Client ↔︎ WSS Server

Endpoint

wss://streaming.krisp.ai/vt?authorization=Api-Key SESSION_KEY

Session key generation

const axios = require('axios');

let config = {
  method: 'get',
  url: 'https://api.developers.krisp.ai/v2/sdk/voice-translation/session/token?expiration_ttl=100'
	// expiration_ttl is in MINUTES. Min: 5, Max: 1440 (24h).
  headers: { 
    'Authorization': 'api-key API_KEY'
  }
};

axios.request(config)
  .then((response) => {
  // response.data.data = {
  //   session_key: "session_key_...",
  //   expires_at: "2026-05-04T12:00:00.000Z",
  //   key_id: 123,
  //   status: "active",
  //   type: "session"
  // }
	const SESSION_KEY = response.data.data.session_key;
})
.catch((error) => {
  console.log(error);
});

Initial Client Message

Once the WebSocket connection is established, the client must send a single JSON configuration message as the first message, before sending any audio.

{
  "config": {
    "audio": {
      "format": "pcm_s16le",
      "sample_rate": 16000,
      "channels": 1
    },
    "source_language": "en-US",
    "target_language": "fr-FR",
    "voice": "male" | "female",
    "vocabulary": ["special", "domain", "terms"],
    "translation_dictionary": [
      { "source": "referral", "target": "référence" },
      { "source": "copay", "target": "quote-part" },
      { "source": "email", "target": "courriel" }
    ],
    "transcript": {
      "interim": true,
      "final": true,
      "translate": true
    },
	  "features": {
	    "background_voice_cancellation": true
	  },
    "metadata": {
      "reference_id": "your-reference-id"
    }
  }
}

Parameters

Parameter	Type	Required	Default	Description
`audio.format`	string	No	`pcm_s16le`	Audio encoding format
`audio.sample_rate`	integer	No	`16000`	Audio sample rate in Hz
`audio.channels`	integer	No	`1`	Number of audio channels
`source_language`	string	Yes	—	Source language locale in BCP 47 format (e.g. `en-US`)
`target_language`	string	Yes	—	Target language locale in BCP 47 format (e.g. `fr-FR`)
`voice`	string	✅	—	Voice ID for translated audio output
`vocabulary`	array of strings	No	—	Domain-specific or uncommon words for improved recognition accuracy
`translation_dictionary`	array of objects	No	—	Custom source→target term mappings for ambiguous or specialized vocabulary
`transcript.interim`	boolean	No	`true`	When the entire transcript object is omitted. If a transcript is provided but the interim is missing, it defaults to false.
`transcript.final`	boolean	No	`true`	`true` for the final transcript of an utterance, `false` for interim transcripts
`transcript.translate`	boolean	No	`true`	Whether to emit translated transcript events
`features`	json	No	-	Additional features
`metadata`	json	No	—	Client-supplied metadata

Bidirectional Binary Audio

After the initial JSON configuration message, audio is exchanged as raw binary WebSocket frames in both directions.

Direction	Description
Client → Server	Raw PCM audio chunks in the format declared in `audio.*` fields
Server → Client	Synthesised translated speech PCM audio, same encoding as the inbound stream

Binary frames and JSON event frames coexist on the same WebSocket connection. The receiver distinguishes them by WebSocket frame opcode: 0x2 (binary) for audio, 0x1 (text) for JSON events.

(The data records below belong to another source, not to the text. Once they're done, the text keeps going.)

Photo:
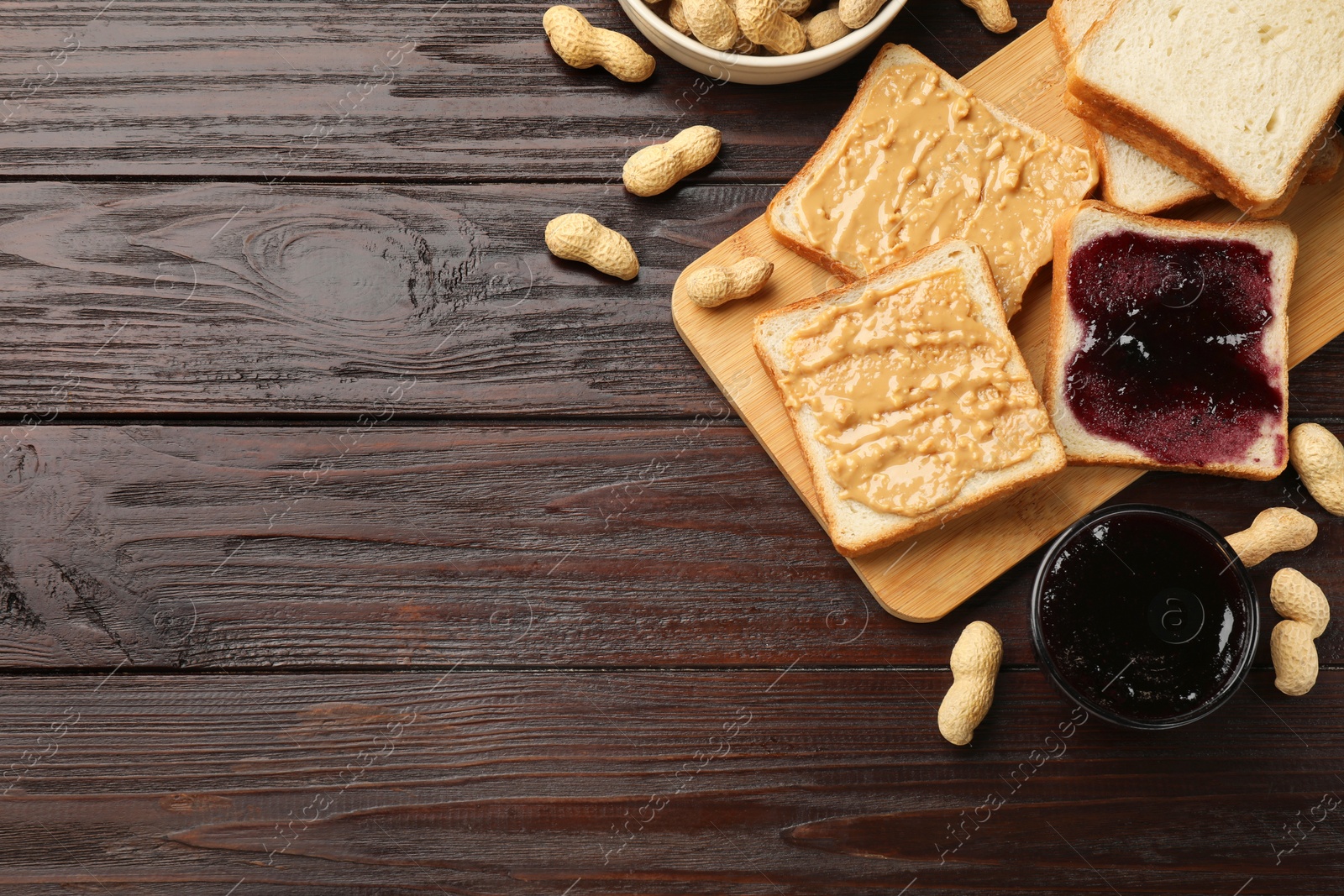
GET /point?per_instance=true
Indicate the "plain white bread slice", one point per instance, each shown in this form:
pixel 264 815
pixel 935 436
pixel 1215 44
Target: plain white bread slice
pixel 1326 164
pixel 1132 181
pixel 855 528
pixel 784 217
pixel 1129 179
pixel 1092 221
pixel 1234 96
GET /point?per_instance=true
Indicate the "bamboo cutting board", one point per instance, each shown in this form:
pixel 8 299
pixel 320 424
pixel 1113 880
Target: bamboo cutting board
pixel 922 579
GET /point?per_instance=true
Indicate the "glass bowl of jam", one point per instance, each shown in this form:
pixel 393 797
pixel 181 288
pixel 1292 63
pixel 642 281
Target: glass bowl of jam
pixel 1144 617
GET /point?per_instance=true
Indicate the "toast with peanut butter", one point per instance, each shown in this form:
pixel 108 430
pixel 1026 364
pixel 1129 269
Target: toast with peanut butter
pixel 917 159
pixel 909 396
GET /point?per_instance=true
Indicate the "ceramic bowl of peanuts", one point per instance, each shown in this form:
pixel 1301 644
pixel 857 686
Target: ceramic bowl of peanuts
pixel 768 42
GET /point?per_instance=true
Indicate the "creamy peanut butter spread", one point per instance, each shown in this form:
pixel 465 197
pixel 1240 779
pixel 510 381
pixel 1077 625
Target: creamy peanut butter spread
pixel 921 164
pixel 911 394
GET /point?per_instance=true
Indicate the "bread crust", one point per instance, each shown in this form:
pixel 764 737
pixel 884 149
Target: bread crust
pixel 1167 147
pixel 1053 379
pixel 806 174
pixel 1155 139
pixel 958 506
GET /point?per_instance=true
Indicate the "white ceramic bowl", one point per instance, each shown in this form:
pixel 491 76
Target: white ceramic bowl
pixel 754 70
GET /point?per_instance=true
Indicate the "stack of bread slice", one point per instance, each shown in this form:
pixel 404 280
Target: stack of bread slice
pixel 1236 97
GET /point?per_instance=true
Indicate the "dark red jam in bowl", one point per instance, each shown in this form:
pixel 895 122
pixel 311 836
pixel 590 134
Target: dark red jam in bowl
pixel 1144 617
pixel 1171 359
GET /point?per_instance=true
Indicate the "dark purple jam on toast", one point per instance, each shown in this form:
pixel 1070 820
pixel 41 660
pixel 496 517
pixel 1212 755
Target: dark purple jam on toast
pixel 1173 356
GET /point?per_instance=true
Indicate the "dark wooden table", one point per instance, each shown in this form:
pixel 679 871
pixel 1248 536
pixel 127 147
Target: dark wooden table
pixel 353 544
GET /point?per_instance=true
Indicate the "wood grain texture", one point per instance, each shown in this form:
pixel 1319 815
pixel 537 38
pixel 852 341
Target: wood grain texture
pixel 674 782
pixel 445 92
pixel 342 300
pixel 381 546
pixel 924 578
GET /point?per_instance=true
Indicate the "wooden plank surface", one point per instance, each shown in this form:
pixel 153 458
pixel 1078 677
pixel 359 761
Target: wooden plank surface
pixel 663 782
pixel 924 578
pixel 499 642
pixel 383 546
pixel 342 300
pixel 386 90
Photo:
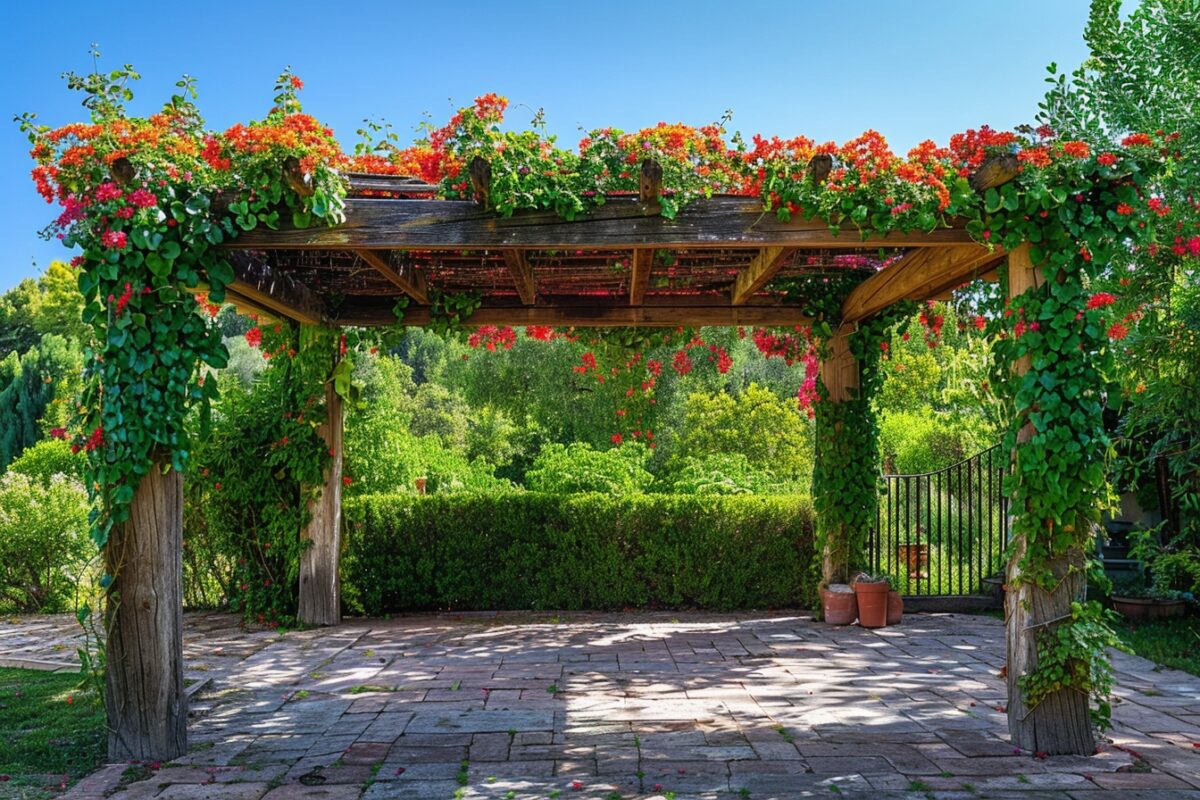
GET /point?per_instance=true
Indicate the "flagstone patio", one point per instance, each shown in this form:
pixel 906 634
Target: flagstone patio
pixel 629 705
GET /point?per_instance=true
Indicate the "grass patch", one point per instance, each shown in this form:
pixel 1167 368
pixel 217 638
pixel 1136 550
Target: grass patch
pixel 366 689
pixel 1167 642
pixel 43 737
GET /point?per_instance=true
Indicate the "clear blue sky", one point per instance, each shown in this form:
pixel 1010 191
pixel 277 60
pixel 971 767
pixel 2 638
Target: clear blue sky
pixel 825 70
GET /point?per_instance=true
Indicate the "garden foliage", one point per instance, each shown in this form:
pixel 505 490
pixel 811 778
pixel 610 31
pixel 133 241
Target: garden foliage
pixel 585 551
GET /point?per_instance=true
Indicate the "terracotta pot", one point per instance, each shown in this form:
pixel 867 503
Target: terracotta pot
pixel 840 603
pixel 873 603
pixel 895 607
pixel 1147 607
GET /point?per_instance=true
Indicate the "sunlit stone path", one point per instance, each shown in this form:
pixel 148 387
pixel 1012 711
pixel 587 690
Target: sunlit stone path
pixel 629 705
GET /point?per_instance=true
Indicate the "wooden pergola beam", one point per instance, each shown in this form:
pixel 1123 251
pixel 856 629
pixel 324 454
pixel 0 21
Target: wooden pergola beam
pixel 582 316
pixel 414 288
pixel 919 275
pixel 640 275
pixel 275 292
pixel 522 275
pixel 761 270
pixel 619 224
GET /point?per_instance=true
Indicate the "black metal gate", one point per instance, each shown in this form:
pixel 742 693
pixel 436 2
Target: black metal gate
pixel 941 534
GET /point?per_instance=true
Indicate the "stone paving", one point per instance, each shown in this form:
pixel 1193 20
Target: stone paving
pixel 629 705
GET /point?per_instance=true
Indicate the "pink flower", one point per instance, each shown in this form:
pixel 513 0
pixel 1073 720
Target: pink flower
pixel 143 198
pixel 108 192
pixel 113 239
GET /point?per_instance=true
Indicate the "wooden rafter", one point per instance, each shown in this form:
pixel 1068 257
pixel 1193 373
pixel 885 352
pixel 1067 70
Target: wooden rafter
pixel 640 275
pixel 921 275
pixel 761 270
pixel 275 292
pixel 414 287
pixel 567 316
pixel 522 275
pixel 619 224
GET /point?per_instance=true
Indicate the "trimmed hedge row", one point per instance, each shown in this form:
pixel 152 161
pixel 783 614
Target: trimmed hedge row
pixel 573 552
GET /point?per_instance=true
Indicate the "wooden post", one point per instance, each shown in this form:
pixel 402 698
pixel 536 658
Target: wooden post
pixel 319 561
pixel 839 373
pixel 144 623
pixel 1061 722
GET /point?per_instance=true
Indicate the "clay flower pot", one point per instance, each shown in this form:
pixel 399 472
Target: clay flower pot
pixel 895 607
pixel 839 603
pixel 873 602
pixel 1141 608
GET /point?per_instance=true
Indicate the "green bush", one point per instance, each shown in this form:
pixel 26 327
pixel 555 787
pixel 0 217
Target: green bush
pixel 585 551
pixel 579 468
pixel 43 541
pixel 47 458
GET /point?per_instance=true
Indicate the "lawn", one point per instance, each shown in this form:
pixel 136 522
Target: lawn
pixel 1168 642
pixel 51 733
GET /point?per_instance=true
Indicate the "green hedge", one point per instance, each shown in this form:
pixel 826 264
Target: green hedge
pixel 583 551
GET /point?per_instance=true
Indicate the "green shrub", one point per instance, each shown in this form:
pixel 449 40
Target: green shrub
pixel 579 468
pixel 723 474
pixel 585 551
pixel 43 541
pixel 47 458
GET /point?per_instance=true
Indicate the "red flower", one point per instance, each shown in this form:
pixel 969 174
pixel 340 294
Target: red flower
pixel 108 192
pixel 1077 149
pixel 143 198
pixel 124 300
pixel 682 362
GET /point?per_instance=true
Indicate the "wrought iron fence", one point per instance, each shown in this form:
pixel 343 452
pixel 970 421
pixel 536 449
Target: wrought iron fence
pixel 942 534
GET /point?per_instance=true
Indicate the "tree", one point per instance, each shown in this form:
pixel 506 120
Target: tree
pixel 768 432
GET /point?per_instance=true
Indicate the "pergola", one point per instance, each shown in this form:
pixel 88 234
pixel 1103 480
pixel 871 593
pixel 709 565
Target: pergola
pixel 622 265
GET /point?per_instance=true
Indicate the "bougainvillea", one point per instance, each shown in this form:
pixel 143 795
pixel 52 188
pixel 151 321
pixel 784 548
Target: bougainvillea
pixel 138 198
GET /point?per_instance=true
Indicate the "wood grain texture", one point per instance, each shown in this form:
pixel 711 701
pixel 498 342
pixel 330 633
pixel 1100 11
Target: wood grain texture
pixel 321 560
pixel 414 287
pixel 1060 723
pixel 622 223
pixel 274 290
pixel 640 275
pixel 144 677
pixel 995 173
pixel 921 275
pixel 649 186
pixel 759 274
pixel 522 275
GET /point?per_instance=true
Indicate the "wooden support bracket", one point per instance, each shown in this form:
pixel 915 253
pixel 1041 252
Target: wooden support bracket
pixel 522 275
pixel 414 287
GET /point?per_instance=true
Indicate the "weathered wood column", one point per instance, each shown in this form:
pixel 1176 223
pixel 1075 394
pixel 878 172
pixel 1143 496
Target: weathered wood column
pixel 1061 722
pixel 840 377
pixel 144 621
pixel 319 561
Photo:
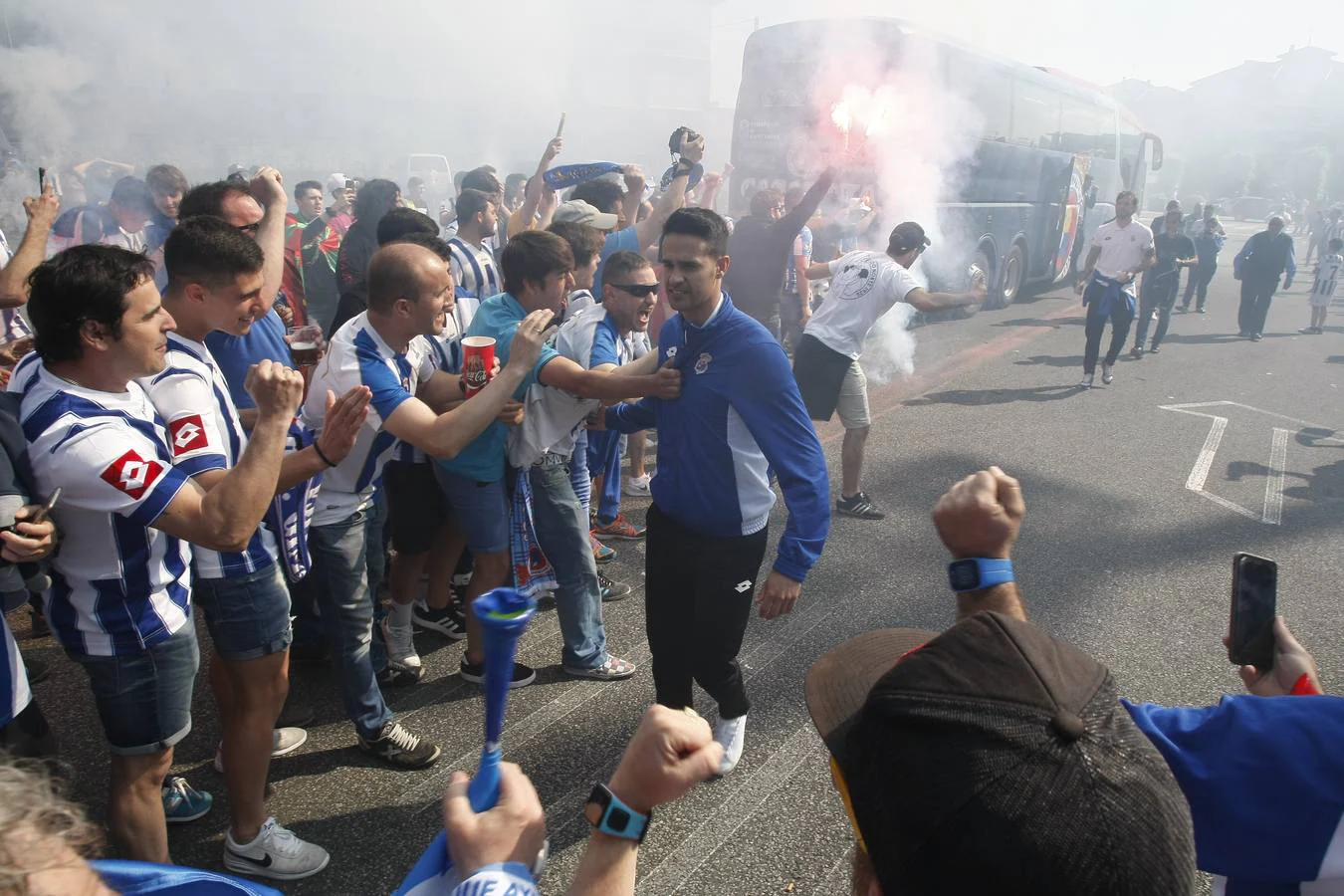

Server Events (Client ↔︎ WSS Server)

The server emits JSON text frames over the WebSocket. Each event corresponds to one of the types below.

Transcript

{
  "transcript": {
    "text": "Hello, how are you?",
    "final": false,
    "start": "2026-03-25T19:24:45.370+00:00",
    "duration": 436,
    "utterance_id": "daslkndlkans",
    "reference_id": "askdnl"
  }
}

Field	Type	Required	Description
`text`	string	Yes	Transcript text for this chunk
`final`	boolean	Yes	`false` for interim events
`start`	string (ISO 8601)	Yes	Chunk start timestamp (UTC)
`duration`	integer	Yes	Chunk duration in milliseconds
`utterance_id`	string	Yes	Links this event to the corresponding final transcript and translation
`reference_id`	string	No	Echoed client reference ID

Translation

{
  "translate": {
    "text": "¿Hola, cómo estás?",
    "final": true,
    "utterance_id": "daslkndlkans",
    "reference_id": "askdnl"
  }
}

Field	Type	Required	Description
`text`	string	Yes	Translated text
`final`	boolean	Yes	`false` for interim events
`utterance_id`	string	Yes	Links this event to the corresponding transcript
`reference_id`	string	No	Echoed client reference ID

Error

Emitted when the server encounters an issue processing the request.

{
  "error": {
    "code": 400,
    "reason": "Bad request",
    "description": "Actual description of the error",
    "reference_id": "askdnl"
  }
}

Field	Type	Required	Description
`code`	integer	Yes	HTTP-style status code
`reason`	string	Yes	Short reason string
`description`	string	Yes	Detailed error description
`reference_id`	string	No	Echoed client reference ID

Error Codes

Code	Reason	Causes
`400`	Bad Request	Malformed request · Invalid audio format · Incorrect target language · Invalid voice
`401`	Unauthorized	Missing API key · Invalid API key · Expired API key
`402`	Payment Required	Balance exhausted · Subscription expired
`429`	Too Many Requests	Rate limit exceeded · Max concurrent connections exceeded
`500`	Internal Server Error	Server failed to process the request

List Supported Languages

Returns the languages currently available for voice translation. Use the returned language_code values as source_language / target_language when starting a session.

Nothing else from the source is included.